In Haas v. State (Alaska Ct. App. 1995) 897 P.2d 1333, the defendant was interviewed at a police station about a shooting at the Mush Inn that killed three people. (Id. at pp. 1333-1334.) The defendant initially admitted being at the scene but denied any involvement in the shooting. (Id. at p. 1334.) "However, as the interview progressed, the defendant stated that he strongly disliked the people at the Mush Inn because they were drug dealers. He said that he disliked the individuals because they had gotten his girlfriend 'doped up.' He began talking with the police officer about what might happen, hypothetically, if he admitted to being involved in the shootings. He indicated his belief that 'a guy would still go to jail for that.' The officer responded that he could not say that 'it would never happen' and that he was not in a position to make any promises. He told the defendant that it was in his interest to be truthful and to give his side of the story. In response to the defendant's question whether the officer was going to put him in jail 'today,' the officer assured him, 'I'm not going to arrest you today.

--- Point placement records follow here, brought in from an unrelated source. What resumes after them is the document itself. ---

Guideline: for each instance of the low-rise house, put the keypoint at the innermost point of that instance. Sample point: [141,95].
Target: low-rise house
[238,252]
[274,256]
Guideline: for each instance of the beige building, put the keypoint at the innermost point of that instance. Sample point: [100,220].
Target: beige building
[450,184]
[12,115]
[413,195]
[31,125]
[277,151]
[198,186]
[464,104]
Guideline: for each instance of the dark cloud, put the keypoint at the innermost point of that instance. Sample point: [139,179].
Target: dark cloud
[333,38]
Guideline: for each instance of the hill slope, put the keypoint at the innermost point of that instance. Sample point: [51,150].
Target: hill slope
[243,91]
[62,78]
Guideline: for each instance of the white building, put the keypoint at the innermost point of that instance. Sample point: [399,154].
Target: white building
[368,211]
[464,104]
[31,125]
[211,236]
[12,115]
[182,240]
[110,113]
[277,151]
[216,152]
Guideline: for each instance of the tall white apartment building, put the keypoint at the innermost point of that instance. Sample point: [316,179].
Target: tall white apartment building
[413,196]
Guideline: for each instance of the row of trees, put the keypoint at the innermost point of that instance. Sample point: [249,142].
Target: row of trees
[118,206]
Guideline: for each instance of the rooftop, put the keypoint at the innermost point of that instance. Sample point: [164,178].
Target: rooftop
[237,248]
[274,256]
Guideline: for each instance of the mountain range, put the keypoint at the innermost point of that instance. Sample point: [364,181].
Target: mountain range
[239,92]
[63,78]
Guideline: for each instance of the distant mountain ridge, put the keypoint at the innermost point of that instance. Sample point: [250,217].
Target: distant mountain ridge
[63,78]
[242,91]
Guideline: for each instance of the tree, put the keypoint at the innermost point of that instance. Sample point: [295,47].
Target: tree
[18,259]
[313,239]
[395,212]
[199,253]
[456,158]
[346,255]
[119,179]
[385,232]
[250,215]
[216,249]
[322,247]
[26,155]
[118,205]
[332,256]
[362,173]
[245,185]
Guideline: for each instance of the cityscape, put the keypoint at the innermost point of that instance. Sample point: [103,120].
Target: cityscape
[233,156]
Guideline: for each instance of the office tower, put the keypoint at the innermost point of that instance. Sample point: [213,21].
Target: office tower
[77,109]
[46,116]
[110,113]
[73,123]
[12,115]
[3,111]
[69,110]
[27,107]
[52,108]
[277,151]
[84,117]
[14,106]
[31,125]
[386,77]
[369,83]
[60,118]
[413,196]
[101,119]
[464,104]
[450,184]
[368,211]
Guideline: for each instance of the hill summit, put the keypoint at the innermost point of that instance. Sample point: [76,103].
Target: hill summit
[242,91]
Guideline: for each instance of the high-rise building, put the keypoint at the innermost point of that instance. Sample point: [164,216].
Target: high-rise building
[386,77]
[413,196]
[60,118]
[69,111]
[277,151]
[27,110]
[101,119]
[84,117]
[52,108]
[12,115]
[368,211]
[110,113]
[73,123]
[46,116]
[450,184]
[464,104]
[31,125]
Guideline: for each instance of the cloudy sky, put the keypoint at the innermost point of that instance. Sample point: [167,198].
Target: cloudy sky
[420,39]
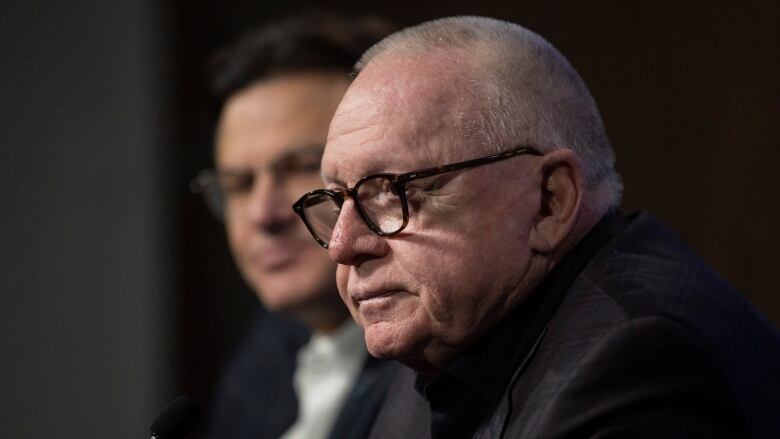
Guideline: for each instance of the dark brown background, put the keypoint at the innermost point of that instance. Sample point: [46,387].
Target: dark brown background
[688,92]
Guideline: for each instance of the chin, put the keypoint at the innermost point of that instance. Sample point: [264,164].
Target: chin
[387,341]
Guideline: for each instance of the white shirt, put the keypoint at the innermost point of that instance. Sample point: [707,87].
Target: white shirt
[328,366]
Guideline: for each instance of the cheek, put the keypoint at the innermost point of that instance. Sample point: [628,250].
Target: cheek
[342,278]
[238,237]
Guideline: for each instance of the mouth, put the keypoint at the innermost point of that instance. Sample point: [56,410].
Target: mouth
[365,297]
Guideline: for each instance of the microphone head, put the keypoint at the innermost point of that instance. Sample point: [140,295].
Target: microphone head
[177,419]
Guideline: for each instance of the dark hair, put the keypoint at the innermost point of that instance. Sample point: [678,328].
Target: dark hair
[305,43]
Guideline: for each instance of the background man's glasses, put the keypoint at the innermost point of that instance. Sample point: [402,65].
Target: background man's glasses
[294,171]
[381,200]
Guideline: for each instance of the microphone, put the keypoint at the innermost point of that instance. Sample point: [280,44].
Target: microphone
[177,419]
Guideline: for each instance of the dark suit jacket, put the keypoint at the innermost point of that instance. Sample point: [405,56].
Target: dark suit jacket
[647,342]
[256,398]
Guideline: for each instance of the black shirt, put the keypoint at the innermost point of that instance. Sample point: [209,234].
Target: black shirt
[470,387]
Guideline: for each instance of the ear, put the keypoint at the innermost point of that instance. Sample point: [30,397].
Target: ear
[562,188]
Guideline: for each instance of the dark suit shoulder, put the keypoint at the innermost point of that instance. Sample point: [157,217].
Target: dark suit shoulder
[646,377]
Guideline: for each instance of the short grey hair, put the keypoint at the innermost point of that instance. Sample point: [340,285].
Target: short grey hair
[527,92]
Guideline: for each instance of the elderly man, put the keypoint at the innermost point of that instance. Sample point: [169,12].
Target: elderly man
[471,205]
[278,88]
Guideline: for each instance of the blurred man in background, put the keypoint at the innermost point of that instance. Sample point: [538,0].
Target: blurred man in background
[278,88]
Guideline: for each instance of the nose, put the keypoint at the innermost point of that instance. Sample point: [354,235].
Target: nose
[268,206]
[353,242]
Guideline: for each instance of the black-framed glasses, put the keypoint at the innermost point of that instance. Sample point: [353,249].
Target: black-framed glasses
[381,199]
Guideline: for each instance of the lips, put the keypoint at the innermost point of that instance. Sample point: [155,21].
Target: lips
[364,296]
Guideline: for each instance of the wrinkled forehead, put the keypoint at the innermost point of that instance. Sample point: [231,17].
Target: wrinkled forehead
[400,115]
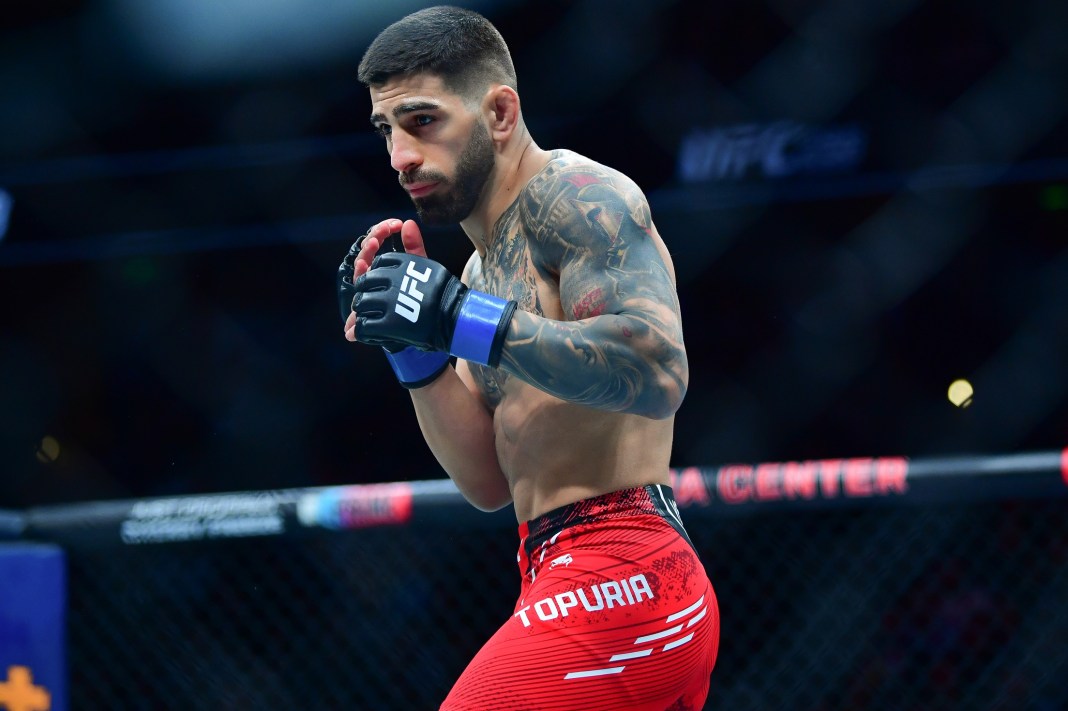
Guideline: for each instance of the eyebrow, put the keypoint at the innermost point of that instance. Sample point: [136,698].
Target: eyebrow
[402,109]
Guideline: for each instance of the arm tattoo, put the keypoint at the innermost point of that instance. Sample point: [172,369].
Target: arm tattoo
[590,227]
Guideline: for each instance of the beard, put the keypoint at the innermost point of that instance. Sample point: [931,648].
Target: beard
[455,199]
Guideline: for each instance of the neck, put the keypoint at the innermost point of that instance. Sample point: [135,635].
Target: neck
[518,162]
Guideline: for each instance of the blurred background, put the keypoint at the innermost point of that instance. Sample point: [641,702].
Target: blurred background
[865,202]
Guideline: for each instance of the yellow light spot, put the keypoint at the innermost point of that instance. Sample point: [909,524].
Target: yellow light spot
[960,393]
[48,451]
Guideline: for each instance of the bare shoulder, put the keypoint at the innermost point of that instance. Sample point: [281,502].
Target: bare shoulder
[574,193]
[472,271]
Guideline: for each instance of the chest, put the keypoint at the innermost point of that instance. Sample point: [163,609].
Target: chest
[513,269]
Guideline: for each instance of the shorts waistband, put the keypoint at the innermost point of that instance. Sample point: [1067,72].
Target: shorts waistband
[653,499]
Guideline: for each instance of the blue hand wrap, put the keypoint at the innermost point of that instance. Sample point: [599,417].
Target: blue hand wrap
[415,367]
[481,328]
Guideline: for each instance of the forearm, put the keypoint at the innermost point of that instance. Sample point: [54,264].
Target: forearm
[459,432]
[621,363]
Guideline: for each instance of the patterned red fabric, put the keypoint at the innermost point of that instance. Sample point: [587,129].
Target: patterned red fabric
[615,613]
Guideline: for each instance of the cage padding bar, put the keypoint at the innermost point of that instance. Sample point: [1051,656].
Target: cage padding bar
[728,489]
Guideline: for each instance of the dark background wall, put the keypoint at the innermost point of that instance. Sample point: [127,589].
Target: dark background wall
[865,201]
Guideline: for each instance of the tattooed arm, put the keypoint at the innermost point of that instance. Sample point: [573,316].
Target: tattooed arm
[591,227]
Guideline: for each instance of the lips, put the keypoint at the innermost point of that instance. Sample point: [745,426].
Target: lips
[420,189]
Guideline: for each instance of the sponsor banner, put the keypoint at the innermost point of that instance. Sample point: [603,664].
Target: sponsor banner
[821,479]
[197,518]
[357,506]
[32,618]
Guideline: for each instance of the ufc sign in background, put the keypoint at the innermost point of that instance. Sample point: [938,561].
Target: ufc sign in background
[32,614]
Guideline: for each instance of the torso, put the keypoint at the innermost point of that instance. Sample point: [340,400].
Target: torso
[552,452]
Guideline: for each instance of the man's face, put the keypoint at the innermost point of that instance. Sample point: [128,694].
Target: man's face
[440,147]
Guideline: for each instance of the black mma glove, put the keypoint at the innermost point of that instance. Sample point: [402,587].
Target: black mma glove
[409,299]
[412,366]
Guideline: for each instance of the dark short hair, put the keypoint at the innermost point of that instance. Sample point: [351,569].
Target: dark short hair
[458,45]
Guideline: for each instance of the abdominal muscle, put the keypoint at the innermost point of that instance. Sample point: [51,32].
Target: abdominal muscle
[554,453]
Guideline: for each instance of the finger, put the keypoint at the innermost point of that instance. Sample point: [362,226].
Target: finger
[363,262]
[376,237]
[412,238]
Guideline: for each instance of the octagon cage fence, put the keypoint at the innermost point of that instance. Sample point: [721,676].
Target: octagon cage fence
[870,583]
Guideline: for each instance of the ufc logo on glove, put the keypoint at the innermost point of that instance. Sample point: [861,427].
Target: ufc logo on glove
[422,314]
[410,297]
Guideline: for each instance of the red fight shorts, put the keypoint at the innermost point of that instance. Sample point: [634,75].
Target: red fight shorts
[615,612]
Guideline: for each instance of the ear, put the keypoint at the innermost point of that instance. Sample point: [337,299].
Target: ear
[501,107]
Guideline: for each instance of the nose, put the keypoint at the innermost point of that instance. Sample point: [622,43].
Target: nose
[404,154]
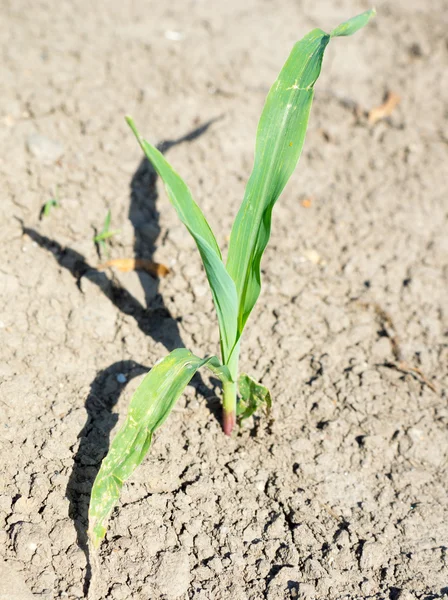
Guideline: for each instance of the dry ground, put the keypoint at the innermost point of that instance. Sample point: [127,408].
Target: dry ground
[344,495]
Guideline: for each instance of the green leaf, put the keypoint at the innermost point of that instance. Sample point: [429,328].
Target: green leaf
[353,25]
[253,396]
[148,409]
[280,137]
[221,284]
[106,225]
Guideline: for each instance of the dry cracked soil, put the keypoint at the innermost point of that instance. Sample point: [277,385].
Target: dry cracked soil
[343,494]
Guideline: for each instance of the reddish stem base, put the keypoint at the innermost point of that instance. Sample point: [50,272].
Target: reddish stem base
[229,421]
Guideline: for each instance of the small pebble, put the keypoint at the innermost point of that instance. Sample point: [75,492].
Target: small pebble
[45,150]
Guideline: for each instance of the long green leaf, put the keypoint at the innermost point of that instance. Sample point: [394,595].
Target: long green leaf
[148,409]
[280,137]
[221,284]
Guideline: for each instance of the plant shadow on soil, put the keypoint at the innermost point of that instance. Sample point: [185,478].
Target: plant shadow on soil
[156,322]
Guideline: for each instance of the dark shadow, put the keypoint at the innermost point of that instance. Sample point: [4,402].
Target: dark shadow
[104,393]
[144,215]
[154,320]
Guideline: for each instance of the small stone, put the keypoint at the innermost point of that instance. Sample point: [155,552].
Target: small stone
[371,556]
[285,584]
[45,150]
[173,574]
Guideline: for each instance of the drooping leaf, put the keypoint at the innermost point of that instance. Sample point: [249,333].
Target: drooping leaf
[148,409]
[280,137]
[221,284]
[253,395]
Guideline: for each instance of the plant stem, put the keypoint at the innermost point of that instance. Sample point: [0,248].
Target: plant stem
[229,397]
[229,407]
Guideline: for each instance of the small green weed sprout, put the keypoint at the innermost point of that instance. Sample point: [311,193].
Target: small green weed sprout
[49,204]
[235,285]
[100,239]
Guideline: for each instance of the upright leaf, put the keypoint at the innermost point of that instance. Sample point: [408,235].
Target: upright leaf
[221,284]
[149,407]
[280,137]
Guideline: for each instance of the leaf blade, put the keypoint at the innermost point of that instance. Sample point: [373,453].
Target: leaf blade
[221,284]
[354,24]
[149,407]
[280,138]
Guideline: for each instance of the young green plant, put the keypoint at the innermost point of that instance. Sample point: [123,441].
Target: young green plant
[100,239]
[235,285]
[49,204]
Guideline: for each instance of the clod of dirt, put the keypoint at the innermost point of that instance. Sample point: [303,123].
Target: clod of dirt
[45,150]
[173,574]
[12,585]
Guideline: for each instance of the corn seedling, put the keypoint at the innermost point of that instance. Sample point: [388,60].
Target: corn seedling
[49,204]
[100,239]
[235,285]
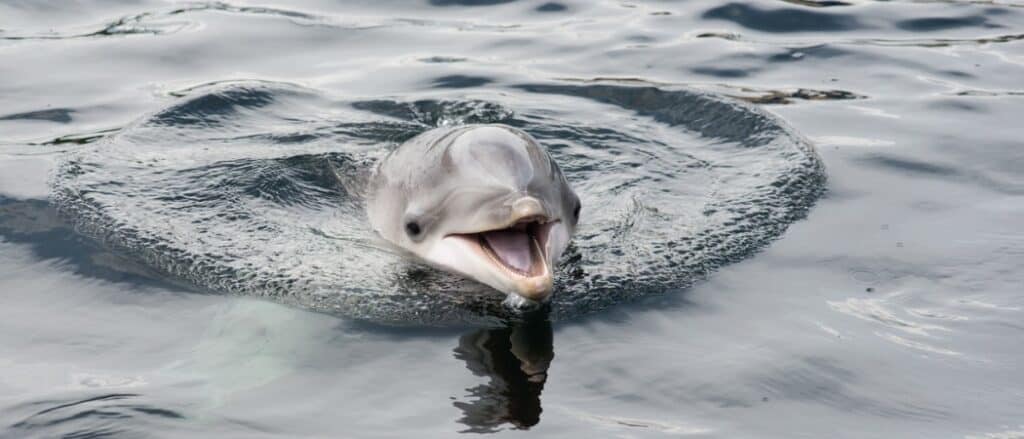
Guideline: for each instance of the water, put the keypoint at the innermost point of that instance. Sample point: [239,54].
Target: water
[889,307]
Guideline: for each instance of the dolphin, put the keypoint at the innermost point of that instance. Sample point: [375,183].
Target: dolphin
[485,202]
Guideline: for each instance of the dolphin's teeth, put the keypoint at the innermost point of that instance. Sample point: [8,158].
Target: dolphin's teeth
[512,247]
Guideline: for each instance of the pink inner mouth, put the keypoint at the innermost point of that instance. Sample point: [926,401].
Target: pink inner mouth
[512,246]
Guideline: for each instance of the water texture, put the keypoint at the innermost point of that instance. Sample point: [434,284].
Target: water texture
[155,156]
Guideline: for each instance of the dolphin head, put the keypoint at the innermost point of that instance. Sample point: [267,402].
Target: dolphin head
[485,202]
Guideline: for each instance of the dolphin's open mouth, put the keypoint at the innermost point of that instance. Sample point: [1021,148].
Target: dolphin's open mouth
[518,249]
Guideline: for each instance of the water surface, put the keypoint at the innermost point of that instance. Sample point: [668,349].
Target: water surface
[892,309]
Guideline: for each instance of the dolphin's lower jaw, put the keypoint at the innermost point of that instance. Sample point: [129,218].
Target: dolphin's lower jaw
[513,260]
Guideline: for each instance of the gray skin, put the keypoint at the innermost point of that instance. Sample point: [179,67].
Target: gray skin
[452,195]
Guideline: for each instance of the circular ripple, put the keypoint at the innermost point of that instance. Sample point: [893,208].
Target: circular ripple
[255,188]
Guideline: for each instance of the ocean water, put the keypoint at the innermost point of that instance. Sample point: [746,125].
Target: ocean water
[802,219]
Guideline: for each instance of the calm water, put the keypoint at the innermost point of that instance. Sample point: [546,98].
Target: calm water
[893,309]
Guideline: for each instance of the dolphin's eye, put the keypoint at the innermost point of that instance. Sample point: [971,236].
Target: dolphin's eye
[412,228]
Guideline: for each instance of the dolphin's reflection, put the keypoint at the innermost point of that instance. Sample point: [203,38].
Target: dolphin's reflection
[515,359]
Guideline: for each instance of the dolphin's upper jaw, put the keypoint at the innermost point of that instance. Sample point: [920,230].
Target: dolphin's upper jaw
[515,257]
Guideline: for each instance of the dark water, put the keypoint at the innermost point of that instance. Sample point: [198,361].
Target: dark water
[893,309]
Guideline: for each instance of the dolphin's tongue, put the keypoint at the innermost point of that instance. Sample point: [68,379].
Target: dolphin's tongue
[512,247]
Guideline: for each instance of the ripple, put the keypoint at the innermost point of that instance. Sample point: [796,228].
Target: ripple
[93,416]
[681,192]
[783,19]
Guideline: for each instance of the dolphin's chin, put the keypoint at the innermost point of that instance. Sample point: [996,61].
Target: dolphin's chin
[511,259]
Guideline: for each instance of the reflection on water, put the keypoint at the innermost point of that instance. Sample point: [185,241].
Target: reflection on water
[515,360]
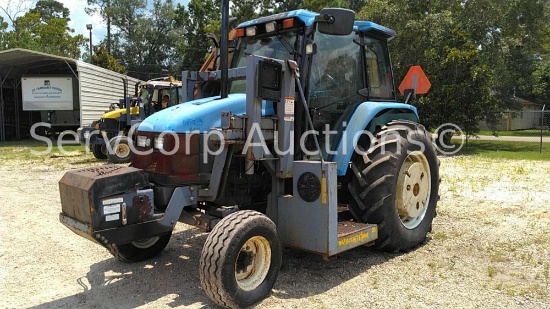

That is not to say you won't be arrested.' The defendant then hypothetically suggested his involvement in the homicides and asked, 'Are you gonna take me to jail right now . . . arrest me?' The officer did not give him a direct answer." (Ibid.) The appellate court concluded the trial court "erred in determining that a reasonable person in the defendant's position would have felt free to leave" after the defendant "began to broadly hint that he was the one who had committed the homicides," "posed 'hypothetical' situations which strongly suggested his guilt," "asked the officer, "Are you gonna take me to jail right now . . . arrest me?'" and the officer ultimately "replied, 'I really don't know. I'd have to check . . . with my sergeant and with the district attorney.'" (Haas v. State, supra, 897 P.2d at p. 1336.)